Der RSI von 36,7 signalisiert: die Aktie nähert sich dem überverkauften Bereich. Die Dividendenrendite steigt auf 5,4 Prozent. Auf der Hauptversammlung im April 2026 wurde eine Dividende von 6,31 CHF je Aktie beschlossen – ein Plus von knapp fünf Prozent zum Vorjahr.
Strukturelle Spannung bleibt
Das prägende Merkmal dieser Erneuerungsrunde: Kapital war selten so reichlich in einem Umfeld erhöhter Risikoexposition. Inflation, Zinsen und Risikoprämien steigen – in die Gegenrichtung der Rückversicherungspreise.
Fitch Ratings erwartet eine weitere Erweichung des Marktes 2026, rechnet aber mit robuster Profitabilität.
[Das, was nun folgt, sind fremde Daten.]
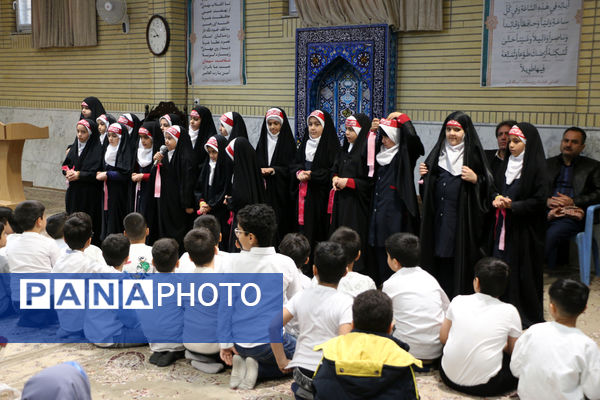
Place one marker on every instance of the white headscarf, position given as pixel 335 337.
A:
pixel 144 155
pixel 451 158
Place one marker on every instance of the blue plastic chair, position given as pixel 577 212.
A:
pixel 586 243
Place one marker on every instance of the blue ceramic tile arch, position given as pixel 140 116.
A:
pixel 329 58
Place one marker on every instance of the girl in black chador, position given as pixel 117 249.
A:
pixel 83 161
pixel 275 154
pixel 312 174
pixel 520 224
pixel 456 187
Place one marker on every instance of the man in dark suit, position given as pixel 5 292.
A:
pixel 496 157
pixel 575 181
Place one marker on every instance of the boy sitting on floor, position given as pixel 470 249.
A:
pixel 555 360
pixel 368 360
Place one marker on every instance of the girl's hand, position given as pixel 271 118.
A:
pixel 423 169
pixel 468 175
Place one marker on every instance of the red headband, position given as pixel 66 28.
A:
pixel 226 120
pixel 115 128
pixel 455 123
pixel 125 121
pixel 144 131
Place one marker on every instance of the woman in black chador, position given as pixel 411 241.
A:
pixel 456 187
pixel 201 128
pixel 149 142
pixel 214 183
pixel 83 161
pixel 312 173
pixel 275 153
pixel 395 206
pixel 171 202
pixel 351 184
pixel 247 185
pixel 520 223
pixel 116 175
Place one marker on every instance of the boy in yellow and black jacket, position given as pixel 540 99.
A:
pixel 368 362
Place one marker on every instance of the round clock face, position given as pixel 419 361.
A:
pixel 157 35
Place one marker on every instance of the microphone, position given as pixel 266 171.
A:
pixel 163 150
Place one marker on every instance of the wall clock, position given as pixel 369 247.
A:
pixel 158 35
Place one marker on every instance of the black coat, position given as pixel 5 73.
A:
pixel 526 230
pixel 469 240
pixel 85 194
pixel 316 219
pixel 278 194
pixel 586 178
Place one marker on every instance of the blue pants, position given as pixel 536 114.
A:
pixel 267 365
pixel 558 231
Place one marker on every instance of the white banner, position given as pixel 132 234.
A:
pixel 531 42
pixel 216 37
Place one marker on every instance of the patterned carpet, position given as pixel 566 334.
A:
pixel 127 374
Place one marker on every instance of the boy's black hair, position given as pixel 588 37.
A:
pixel 77 232
pixel 27 213
pixel 577 129
pixel 165 253
pixel 372 311
pixel 405 248
pixel 135 226
pixel 7 215
pixel 258 219
pixel 569 296
pixel 115 249
pixel 55 225
pixel 297 247
pixel 200 245
pixel 330 260
pixel 349 240
pixel 209 222
pixel 493 276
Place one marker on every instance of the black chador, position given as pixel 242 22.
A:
pixel 352 184
pixel 452 225
pixel 275 154
pixel 172 193
pixel 395 207
pixel 117 164
pixel 315 157
pixel 519 230
pixel 94 105
pixel 233 126
pixel 85 192
pixel 247 185
pixel 199 137
pixel 214 183
pixel 149 132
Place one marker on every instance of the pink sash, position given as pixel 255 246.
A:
pixel 157 182
pixel 503 229
pixel 371 152
pixel 303 189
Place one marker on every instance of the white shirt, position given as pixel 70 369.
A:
pixel 420 306
pixel 320 312
pixel 75 262
pixel 140 259
pixel 554 361
pixel 353 284
pixel 481 325
pixel 32 252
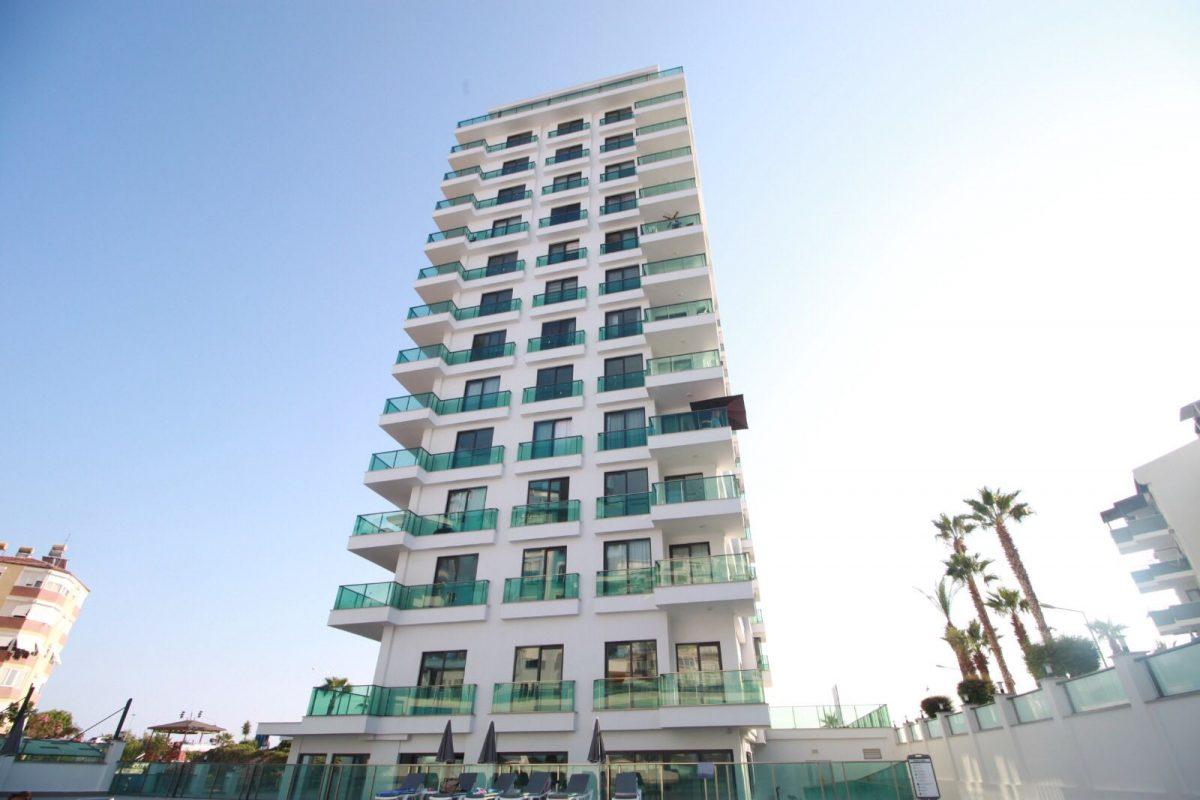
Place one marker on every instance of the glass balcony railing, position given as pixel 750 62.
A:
pixel 454 522
pixel 616 583
pixel 562 295
pixel 395 701
pixel 666 188
pixel 550 447
pixel 562 218
pixel 623 505
pixel 624 380
pixel 622 284
pixel 715 417
pixel 660 98
pixel 574 155
pixel 695 489
pixel 545 513
pixel 555 587
pixel 619 331
pixel 664 155
pixel 563 256
pixel 544 697
pixel 562 186
pixel 679 310
pixel 618 245
pixel 552 391
pixel 672 364
pixel 661 126
pixel 436 462
pixel 675 264
pixel 571 96
pixel 725 687
pixel 703 570
pixel 670 224
pixel 622 439
pixel 617 174
pixel 622 205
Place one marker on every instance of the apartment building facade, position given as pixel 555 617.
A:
pixel 1163 519
pixel 568 540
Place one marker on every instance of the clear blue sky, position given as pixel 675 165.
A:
pixel 955 244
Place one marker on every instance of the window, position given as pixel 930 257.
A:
pixel 538 665
pixel 631 659
pixel 443 668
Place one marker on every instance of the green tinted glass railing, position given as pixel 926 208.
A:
pixel 1101 690
pixel 666 188
pixel 562 218
pixel 623 284
pixel 571 96
pixel 534 697
pixel 622 439
pixel 552 391
pixel 664 155
pixel 675 264
pixel 661 126
pixel 683 362
pixel 725 687
pixel 625 693
pixel 624 380
pixel 703 570
pixel 556 587
pixel 550 447
pixel 1176 671
pixel 671 224
pixel 623 505
pixel 617 174
pixel 563 256
pixel 575 155
pixel 619 331
pixel 660 98
pixel 562 295
pixel 562 186
pixel 615 583
pixel 714 417
pixel 694 489
pixel 545 513
pixel 678 310
pixel 623 205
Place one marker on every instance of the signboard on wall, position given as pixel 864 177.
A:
pixel 924 782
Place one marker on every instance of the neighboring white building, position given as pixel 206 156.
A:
pixel 1164 518
pixel 569 539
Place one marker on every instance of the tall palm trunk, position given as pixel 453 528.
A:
pixel 990 632
pixel 1023 578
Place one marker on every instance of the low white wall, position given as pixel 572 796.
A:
pixel 1146 749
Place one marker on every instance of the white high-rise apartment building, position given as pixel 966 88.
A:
pixel 569 539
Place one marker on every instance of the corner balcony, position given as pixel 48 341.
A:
pixel 382 537
pixel 705 501
pixel 406 419
pixel 1167 576
pixel 443 282
pixel 394 474
pixel 417 368
pixel 366 608
pixel 541 596
pixel 676 380
pixel 550 519
pixel 552 397
pixel 1177 620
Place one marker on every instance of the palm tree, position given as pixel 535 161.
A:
pixel 964 569
pixel 942 599
pixel 995 509
pixel 1009 602
pixel 1113 633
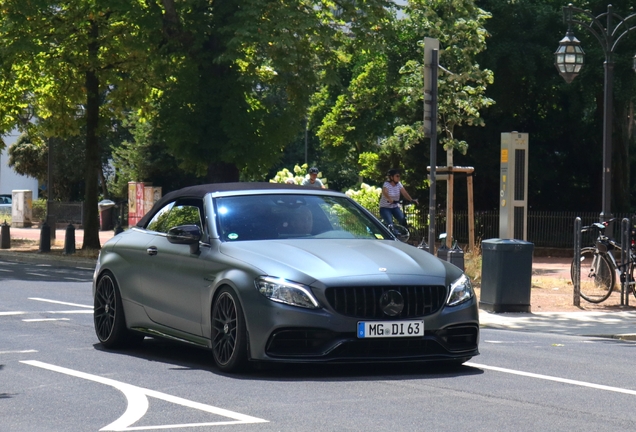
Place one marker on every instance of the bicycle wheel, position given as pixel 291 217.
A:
pixel 400 232
pixel 597 275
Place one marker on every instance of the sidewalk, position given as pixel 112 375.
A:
pixel 618 324
pixel 34 234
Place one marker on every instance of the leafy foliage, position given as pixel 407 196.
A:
pixel 296 176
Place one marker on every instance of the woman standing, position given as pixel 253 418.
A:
pixel 390 200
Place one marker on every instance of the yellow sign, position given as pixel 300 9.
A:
pixel 504 155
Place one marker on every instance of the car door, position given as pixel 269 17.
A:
pixel 173 280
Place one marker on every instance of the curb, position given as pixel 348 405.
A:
pixel 44 258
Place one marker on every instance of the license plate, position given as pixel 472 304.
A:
pixel 371 329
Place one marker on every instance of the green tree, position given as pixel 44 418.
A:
pixel 564 121
pixel 379 108
pixel 74 63
pixel 144 157
pixel 29 156
pixel 238 76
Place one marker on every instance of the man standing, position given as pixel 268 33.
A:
pixel 313 180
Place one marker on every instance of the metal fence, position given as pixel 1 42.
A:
pixel 550 229
pixel 545 228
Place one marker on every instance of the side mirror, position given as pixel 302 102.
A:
pixel 185 234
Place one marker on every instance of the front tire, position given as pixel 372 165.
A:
pixel 597 275
pixel 229 336
pixel 108 315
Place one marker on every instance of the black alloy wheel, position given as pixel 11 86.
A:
pixel 108 315
pixel 229 340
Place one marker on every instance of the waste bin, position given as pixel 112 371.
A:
pixel 506 275
pixel 456 256
pixel 106 215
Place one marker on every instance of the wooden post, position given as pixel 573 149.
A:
pixel 449 206
pixel 471 212
pixel 447 174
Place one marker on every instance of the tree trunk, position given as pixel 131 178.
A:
pixel 91 221
pixel 620 158
pixel 221 172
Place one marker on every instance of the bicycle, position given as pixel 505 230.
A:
pixel 401 232
pixel 598 266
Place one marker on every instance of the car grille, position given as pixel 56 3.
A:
pixel 364 302
pixel 459 338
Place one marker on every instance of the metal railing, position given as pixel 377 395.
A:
pixel 550 229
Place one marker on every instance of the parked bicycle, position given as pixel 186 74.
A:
pixel 599 266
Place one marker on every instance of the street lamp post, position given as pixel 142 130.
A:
pixel 569 59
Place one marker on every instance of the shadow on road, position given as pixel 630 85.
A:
pixel 185 357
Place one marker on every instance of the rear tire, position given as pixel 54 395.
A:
pixel 108 315
pixel 229 335
pixel 598 276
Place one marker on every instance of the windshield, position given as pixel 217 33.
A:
pixel 269 217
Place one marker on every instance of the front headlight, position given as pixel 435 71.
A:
pixel 283 291
pixel 460 291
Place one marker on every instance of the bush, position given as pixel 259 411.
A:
pixel 295 177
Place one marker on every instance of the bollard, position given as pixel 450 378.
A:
pixel 45 238
pixel 69 240
pixel 5 236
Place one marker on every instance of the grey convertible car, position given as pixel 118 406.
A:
pixel 280 273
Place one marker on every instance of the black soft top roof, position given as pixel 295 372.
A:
pixel 200 191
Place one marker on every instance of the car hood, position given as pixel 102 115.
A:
pixel 347 261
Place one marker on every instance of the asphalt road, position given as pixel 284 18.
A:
pixel 55 377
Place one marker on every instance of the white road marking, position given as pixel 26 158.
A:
pixel 75 311
pixel 18 352
pixel 59 302
pixel 138 403
pixel 555 379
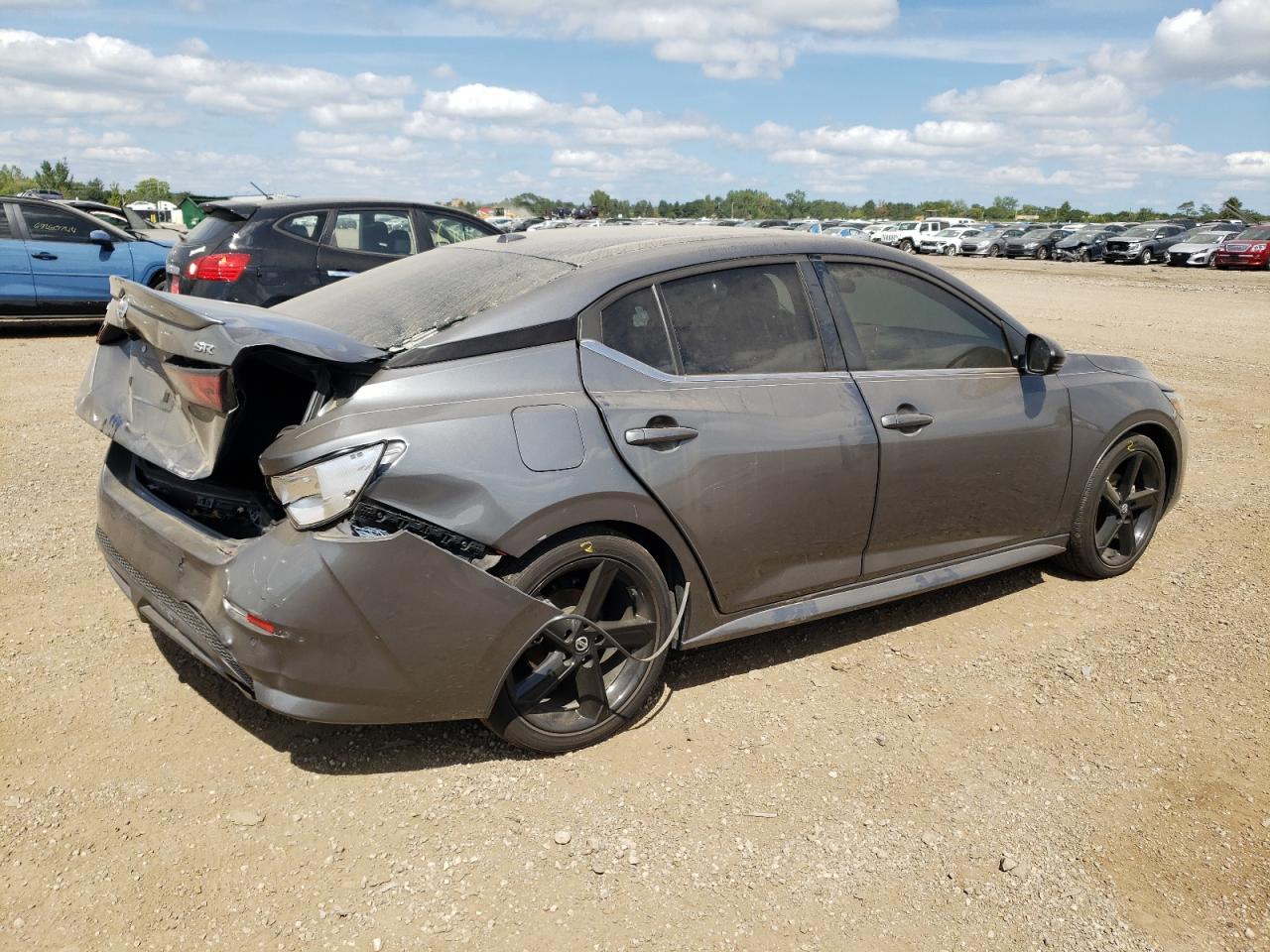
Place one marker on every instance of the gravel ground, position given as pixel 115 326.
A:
pixel 1028 762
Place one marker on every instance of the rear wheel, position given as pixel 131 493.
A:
pixel 572 687
pixel 1120 507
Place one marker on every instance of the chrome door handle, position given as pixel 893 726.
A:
pixel 907 420
pixel 653 435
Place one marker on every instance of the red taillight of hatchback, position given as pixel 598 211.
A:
pixel 218 267
pixel 207 386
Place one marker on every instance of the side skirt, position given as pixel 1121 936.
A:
pixel 880 590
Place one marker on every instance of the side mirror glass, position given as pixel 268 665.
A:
pixel 1042 354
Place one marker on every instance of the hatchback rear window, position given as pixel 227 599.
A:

Die Eigenkapitalrenditen sollen oberhalb der Branchenkapitalkosten bleiben.
Der nächste wichtige Termin für Swiss Re sind die Halbjahreszahlen im August. Der Markt bewertet dann, ob Preisdisziplin und Profitabilität halten. Schadenreserven, Inflationseffekte und geopolitische Risiken könnten die Margen stärker belasten als bisher erwartet.